What do you think the market is missing here? Because I mean, obviously, Novocure reacted quite well and you didn't get the same response in the market.

Yes. And I think that's -- I mean, as you can tell, we're quite excited by this opportunity. But I think to be fair, we have been cautious on how big of a contribution TTFields will be to our near-term results. It isn't reimbursed through NRDL today. So we're in a more restricted setting. That being said, I think there are lots of opportunities when you sort of now look at across multiple tumor types. We're seeing survival advantages. Pancreatic, of course, there's nothing otherwise other than chemo that is beneficial here. So I think there are lots of reasons that investors over time should start to get more interested and excited about the overall opportunity in China. And that's, I think, we haven't talked that up a lot, frankly.

What's the logic around NRDL carving out med device?

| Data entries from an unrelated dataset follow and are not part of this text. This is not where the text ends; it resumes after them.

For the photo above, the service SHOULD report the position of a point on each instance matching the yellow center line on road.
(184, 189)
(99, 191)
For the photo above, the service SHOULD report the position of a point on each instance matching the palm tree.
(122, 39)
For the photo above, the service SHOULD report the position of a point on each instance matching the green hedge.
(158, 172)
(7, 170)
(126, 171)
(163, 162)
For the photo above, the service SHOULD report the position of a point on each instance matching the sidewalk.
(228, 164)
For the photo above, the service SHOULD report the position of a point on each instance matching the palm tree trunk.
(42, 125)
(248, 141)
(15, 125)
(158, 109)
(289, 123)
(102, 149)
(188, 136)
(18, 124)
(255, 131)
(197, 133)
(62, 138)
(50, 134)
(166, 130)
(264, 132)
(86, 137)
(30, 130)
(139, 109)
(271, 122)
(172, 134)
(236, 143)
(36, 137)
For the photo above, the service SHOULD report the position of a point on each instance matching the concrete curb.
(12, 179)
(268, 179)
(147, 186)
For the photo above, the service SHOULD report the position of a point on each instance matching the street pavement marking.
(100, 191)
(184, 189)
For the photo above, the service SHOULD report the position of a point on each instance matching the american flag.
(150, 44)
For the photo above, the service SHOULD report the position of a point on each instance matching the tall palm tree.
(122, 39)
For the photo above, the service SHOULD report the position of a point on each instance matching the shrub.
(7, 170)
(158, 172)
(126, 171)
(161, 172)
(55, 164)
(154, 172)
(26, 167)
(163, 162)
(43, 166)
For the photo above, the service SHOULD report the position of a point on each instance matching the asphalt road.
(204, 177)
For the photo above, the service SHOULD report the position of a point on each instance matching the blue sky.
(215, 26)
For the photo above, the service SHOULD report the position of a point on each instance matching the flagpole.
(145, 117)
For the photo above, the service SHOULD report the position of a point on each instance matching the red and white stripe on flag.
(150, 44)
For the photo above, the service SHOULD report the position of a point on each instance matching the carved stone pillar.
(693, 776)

Is that just a...

That's been a national policy decision.

Is that something that's going to evolve or we don't know?

It's been evolving, and there have been movements and pilots in place to make medical devices eligible for NRDL listing. So again, this isn't Optune or TTFields, this is all devices. I think there's lots of reasons to believe that over time, maybe by 2027, there's an opportunity for this -- a technology like TTFields to be listed on NRDL. And of course, that would open up a much, much bigger opportunity than what we see today. But even at the supplemental insurance cash paying market, again, just a reference, if there's a $50 million type opportunity in glioblastoma, the pancreatic just size of the market is at least 3 or 4x that. So I mean even if you're restricted to a smaller patient population that has access to insurance. We know this is also a much longer duration of therapy than you would see in glioblastoma. So even without changes, we see this as multiple hundreds of millions of dollars of sales opportunity in China.

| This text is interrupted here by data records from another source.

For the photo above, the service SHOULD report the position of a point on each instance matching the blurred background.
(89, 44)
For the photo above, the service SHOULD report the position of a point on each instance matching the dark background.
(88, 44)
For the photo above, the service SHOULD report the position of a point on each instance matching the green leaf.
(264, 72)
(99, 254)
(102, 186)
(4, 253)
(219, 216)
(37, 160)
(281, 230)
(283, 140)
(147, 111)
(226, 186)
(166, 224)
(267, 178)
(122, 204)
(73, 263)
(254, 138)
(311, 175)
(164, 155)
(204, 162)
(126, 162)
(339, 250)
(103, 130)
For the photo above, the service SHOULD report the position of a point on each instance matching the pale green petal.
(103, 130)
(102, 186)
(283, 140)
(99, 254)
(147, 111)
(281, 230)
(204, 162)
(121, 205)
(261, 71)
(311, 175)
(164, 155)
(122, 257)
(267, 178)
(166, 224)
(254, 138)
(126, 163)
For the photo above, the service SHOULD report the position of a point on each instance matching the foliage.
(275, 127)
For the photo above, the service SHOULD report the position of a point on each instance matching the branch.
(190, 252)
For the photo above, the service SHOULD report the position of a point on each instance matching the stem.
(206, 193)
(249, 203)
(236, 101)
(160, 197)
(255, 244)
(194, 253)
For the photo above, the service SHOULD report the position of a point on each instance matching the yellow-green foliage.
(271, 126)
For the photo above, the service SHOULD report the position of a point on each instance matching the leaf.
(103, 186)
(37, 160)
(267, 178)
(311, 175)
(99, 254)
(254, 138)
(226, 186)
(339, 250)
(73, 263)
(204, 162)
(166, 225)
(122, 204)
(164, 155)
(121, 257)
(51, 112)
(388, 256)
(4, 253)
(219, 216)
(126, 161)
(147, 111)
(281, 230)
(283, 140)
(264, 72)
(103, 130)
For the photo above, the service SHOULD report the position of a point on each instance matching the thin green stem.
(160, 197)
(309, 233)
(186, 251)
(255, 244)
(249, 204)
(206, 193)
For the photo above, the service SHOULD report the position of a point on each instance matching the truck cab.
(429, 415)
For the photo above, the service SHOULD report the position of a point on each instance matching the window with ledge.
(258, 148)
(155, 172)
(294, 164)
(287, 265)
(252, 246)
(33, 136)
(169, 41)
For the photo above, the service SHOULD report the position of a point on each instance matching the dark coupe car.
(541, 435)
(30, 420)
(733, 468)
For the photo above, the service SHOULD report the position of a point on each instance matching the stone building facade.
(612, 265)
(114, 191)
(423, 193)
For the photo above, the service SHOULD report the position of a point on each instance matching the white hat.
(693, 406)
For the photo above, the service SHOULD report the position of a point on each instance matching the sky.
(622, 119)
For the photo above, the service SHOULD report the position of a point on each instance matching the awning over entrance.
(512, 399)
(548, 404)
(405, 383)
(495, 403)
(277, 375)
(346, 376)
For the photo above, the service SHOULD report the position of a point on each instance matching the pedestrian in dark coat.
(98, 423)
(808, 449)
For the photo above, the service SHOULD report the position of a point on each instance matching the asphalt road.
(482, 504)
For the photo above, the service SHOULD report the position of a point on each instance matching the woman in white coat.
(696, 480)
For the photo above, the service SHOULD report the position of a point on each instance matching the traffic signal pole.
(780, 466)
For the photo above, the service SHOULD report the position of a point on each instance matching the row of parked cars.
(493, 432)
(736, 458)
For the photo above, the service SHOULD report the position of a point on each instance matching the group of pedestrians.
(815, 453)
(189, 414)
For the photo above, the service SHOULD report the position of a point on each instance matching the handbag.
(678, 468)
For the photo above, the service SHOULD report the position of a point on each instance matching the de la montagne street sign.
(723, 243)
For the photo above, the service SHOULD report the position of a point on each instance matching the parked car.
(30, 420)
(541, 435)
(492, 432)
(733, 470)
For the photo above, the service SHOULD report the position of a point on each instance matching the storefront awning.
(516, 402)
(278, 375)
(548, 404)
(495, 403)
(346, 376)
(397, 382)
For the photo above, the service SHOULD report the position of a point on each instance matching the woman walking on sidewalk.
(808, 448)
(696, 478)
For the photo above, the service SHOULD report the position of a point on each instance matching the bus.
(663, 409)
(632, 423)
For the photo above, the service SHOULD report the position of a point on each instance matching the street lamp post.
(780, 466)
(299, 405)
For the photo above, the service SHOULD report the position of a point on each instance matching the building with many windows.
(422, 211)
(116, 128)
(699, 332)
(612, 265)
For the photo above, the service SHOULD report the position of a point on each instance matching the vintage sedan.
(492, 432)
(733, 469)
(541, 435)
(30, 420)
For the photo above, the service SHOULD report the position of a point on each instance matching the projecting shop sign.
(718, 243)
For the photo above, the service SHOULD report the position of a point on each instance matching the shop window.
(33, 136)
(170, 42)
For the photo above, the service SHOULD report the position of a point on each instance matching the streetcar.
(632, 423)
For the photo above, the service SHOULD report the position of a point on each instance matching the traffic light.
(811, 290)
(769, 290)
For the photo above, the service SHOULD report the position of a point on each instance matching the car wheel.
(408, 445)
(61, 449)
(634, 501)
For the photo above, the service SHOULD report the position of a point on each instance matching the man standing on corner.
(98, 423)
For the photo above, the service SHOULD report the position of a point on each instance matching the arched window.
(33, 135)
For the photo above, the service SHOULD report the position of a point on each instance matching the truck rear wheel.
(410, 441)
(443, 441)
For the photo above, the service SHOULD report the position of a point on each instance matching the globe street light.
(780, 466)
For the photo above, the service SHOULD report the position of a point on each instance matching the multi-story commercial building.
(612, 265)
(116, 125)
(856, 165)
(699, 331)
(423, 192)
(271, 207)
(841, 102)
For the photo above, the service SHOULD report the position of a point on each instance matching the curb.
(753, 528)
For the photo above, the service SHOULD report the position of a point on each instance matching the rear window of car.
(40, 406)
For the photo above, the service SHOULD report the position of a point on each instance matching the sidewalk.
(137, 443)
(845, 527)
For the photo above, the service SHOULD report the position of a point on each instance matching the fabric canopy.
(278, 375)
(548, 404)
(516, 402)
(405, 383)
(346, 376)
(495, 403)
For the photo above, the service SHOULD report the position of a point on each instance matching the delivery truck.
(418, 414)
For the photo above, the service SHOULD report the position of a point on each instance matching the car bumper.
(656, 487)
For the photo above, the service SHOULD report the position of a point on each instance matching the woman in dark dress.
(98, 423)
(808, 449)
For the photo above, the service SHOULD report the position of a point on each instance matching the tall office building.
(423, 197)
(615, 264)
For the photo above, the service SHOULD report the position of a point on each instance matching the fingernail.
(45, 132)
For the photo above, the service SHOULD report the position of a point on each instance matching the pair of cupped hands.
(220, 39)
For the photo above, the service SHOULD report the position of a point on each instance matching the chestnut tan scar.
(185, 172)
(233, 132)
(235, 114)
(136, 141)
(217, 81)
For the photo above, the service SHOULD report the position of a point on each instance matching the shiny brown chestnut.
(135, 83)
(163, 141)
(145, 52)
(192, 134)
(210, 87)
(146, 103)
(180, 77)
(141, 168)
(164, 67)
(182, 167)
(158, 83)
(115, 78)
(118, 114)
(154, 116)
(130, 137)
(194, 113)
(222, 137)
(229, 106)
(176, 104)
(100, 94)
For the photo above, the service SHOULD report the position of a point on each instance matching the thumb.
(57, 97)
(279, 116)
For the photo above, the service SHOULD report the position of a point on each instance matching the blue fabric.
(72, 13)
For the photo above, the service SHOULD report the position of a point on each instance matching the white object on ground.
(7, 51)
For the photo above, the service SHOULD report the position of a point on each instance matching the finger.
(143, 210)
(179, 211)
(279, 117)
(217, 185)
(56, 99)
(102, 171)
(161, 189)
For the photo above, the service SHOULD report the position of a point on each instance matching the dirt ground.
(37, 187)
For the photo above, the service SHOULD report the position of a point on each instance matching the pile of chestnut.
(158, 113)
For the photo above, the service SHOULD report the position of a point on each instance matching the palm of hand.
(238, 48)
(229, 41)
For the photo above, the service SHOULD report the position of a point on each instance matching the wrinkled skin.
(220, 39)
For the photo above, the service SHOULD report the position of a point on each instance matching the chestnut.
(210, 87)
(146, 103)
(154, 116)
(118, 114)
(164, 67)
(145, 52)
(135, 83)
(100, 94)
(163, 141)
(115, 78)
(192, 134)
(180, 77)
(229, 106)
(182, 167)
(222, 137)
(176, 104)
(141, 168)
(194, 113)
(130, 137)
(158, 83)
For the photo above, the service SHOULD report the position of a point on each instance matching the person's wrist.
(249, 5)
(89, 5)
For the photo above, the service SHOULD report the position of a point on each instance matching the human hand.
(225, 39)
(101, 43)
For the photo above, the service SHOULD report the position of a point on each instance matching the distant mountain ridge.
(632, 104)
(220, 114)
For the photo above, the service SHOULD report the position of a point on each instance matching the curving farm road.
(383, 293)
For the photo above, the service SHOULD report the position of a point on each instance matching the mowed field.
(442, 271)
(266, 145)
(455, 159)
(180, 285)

Okay. few more things before we wrap up. BD plans I mean that was obviously the genesis that Samantha Du sort of vision to bring assets in from the United States or Europe. You've got a lot, obviously. What's the pace of BD going to look like? I mean, obviously, you just -- you did raise a little more capital recently. So can you help us understand, was that to fuel more BD? Or was it just to give you a little more cushion or what was the thinking there?

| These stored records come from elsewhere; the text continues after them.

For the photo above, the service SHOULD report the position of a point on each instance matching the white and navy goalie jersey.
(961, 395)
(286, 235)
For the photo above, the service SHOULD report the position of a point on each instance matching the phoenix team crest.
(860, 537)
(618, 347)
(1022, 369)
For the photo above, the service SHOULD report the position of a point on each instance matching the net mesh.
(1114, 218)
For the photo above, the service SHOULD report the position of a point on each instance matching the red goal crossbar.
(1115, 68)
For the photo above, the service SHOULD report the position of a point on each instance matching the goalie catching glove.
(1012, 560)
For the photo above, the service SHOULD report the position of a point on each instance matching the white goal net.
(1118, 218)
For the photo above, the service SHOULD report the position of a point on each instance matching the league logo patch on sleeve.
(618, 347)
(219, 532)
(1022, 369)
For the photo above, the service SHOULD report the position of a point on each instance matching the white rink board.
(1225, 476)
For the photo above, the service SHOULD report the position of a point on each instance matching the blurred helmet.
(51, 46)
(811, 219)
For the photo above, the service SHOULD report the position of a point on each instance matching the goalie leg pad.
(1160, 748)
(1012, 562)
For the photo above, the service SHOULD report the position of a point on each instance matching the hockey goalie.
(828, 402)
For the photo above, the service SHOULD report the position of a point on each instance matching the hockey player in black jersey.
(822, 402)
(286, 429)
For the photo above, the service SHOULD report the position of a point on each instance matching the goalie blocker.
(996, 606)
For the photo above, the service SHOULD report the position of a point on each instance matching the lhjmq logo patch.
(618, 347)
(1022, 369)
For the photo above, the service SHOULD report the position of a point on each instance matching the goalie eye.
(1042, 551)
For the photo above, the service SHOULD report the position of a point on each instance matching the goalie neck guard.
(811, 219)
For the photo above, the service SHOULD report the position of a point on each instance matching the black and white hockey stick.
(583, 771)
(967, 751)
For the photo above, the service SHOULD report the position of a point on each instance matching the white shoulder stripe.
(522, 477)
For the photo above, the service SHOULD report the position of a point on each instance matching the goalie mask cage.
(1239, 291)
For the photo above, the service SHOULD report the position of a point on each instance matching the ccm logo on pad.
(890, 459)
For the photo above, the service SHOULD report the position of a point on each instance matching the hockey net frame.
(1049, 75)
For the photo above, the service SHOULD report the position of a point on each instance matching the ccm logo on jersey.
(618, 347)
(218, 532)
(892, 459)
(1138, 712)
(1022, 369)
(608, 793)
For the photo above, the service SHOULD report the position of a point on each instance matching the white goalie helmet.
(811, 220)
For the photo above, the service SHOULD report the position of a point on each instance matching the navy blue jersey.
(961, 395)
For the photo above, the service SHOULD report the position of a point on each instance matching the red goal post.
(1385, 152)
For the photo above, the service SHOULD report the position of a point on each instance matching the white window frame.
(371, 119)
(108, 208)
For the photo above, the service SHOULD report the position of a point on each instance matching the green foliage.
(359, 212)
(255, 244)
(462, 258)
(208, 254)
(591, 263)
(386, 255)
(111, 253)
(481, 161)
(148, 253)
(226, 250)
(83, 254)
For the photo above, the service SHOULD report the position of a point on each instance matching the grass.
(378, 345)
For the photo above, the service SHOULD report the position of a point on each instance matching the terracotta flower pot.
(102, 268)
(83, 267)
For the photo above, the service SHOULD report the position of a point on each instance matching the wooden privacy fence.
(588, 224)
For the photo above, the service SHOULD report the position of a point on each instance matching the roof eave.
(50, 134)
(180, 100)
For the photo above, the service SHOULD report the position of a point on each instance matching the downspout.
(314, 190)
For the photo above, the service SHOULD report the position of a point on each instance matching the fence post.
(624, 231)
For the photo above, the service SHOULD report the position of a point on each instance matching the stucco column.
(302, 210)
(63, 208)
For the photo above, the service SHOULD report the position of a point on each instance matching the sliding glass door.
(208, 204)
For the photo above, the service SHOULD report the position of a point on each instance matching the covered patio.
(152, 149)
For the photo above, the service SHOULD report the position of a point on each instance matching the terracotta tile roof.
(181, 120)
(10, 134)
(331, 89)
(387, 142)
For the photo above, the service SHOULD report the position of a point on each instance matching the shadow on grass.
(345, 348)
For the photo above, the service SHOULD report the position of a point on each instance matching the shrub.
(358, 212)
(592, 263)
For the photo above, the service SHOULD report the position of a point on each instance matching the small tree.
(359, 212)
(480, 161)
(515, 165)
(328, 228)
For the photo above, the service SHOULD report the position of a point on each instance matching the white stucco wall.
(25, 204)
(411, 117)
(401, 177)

Yes. So I'll start with BD. Of course, the company built the portfolio we have today around business development and acting as a partner for Western biotech basically. And over the last few years, given all the things we had to work on, plus just the universe of opportunities, we haven't done a new big interesting deal in China. The last thing we did was TIVDAK, which is going to be a really important product in China. But we do see a couple of good ones on the horizon. So you should expect us on an annual basis to do 1 or 2 late-phase opportunities to bring into China that sort of mostly fit into the therapeutic areas we're in today. Those aren't super capital intensive. As you know, you call, we tend to spend in the tens of millions of dollars upfront and then we step into the investment by participating in the global development plans. But we do expect to further build the portfolio in China. Where we do see the more exciting, I guess, or robust opportunities are in late preclinical, early clinical global phase, and we did a deal last quarter around ROR1 antibody, again, from a Chinese company preclinical, we'll move it into the clinic next year. We'd expect to do a couple of deals like that per year and the raise that we did gives us a little bit more capacity to do those deals and gives us a little more cushion. We do have -- we ended Q3 with a little more than $700 million in cash, and we're headed to profitability. So we're not -- the raise, which was only $200 million was -- didn't -- it wasn't necessary to do the next deal, but it does give us the firepower and capacity to continue to move at, I think, a robust pace from a business development perspective going forward.

There's a lot we didn't get to. I just realized we didn't talk about the topical IL-17, but I'll have to save that for the next one.

We'll do that in the next one.

So thank you so much for the time. Great to see you.

Thank you. Thanks all. Thanks, everybody.